Alors Gabrielle se sentait seule. Seule et désemparée. L’idée qu’elle allait quitter Hossegor, l’en détachait déjà. Elle comprenait qu’elle avait animé ce paysage de son âme, et qu’éloignée, il continuerait à vivre, impassible et semblable. Elle sentait se rompre la divine communion qui l’avait unie à la nature bienfaisante ; elle eût voulu retenir cette terre, ces arbres, ces cieux dans ses mains, contre son cœur. Et déjà tout s’écoulait de la fantasmagorie radieuse. Elle savourait à plein cette amère, cette déprimante angoisse de l’abandon.

Ce fut bien pis quand Maurice, qui était déjà parti plusieurs fois pour Paris et revenu les dimanches, — deux nuits de chemin de fer, — quitta définitivement la Pierre Bleue, emmenant Pierre Duadic dans l’appartement qu’il avait arrêté et installé, avenue Henri-Martin. Une concession gentille à Gabrielle, et dans l’intérêt des enfans, cette proximité du Bois !

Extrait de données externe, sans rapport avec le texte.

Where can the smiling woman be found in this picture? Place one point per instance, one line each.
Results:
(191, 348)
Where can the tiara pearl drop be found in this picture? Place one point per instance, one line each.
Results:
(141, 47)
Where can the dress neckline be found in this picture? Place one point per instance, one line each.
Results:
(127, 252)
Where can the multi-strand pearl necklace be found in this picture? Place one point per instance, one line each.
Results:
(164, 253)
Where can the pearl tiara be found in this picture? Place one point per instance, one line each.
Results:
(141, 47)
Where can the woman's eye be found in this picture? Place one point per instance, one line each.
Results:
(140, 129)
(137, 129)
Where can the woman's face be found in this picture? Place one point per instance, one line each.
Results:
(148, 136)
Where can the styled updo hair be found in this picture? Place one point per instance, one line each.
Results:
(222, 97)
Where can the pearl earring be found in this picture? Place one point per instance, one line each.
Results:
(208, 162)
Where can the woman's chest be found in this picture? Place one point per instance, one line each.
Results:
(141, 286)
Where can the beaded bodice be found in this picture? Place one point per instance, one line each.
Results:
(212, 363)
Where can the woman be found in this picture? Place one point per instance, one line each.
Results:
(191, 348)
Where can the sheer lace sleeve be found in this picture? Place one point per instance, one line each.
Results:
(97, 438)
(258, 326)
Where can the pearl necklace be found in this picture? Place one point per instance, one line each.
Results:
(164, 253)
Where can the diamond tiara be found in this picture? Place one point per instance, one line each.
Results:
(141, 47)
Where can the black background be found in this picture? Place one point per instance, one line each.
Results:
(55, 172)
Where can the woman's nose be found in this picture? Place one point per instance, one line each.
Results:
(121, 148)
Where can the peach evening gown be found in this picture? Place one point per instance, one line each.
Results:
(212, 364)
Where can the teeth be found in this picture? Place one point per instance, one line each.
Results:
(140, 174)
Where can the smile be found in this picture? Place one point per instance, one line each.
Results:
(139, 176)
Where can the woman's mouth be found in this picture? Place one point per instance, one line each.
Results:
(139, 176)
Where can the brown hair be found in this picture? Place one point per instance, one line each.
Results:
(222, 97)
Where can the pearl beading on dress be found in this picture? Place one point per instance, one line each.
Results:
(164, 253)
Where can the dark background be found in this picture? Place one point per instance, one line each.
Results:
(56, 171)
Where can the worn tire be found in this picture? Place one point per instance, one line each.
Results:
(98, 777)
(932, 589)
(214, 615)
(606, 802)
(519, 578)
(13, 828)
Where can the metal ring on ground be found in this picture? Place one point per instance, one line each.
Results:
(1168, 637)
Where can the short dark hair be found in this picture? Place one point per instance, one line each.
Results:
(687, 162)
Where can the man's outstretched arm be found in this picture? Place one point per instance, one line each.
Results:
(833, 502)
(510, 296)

Elle le suivit le surlendemain. Cruel départ, et qu’elle ne devait jamais oublier. Un soleil de fête, l’ironie de la beauté épandue sur tout ce qu’elle voyait. Les vieux Dopsent venus l’embrasser une dernière fois et serrer dans leurs bras Michel, Charlotte ravis de partir, — le changement, le nouveau ! — Loulou pensive et triste ; elle aurait voulu dire encore adieu à Poiluchon ! Les serviteurs se pressaient autour du break. Augustine essuyait ses yeux. La Patchicore, jupe et caraco noirs, souriait. Le vieil Hamburu au nom de tous, redressant sa taille voûtée, remit à Mme Dopsent un superbe bouquet : tous les parfums du jardin, tous leurs vœux humbles.

— Merci, mes amis, dit-elle d’une voix que l’émotion étouffait.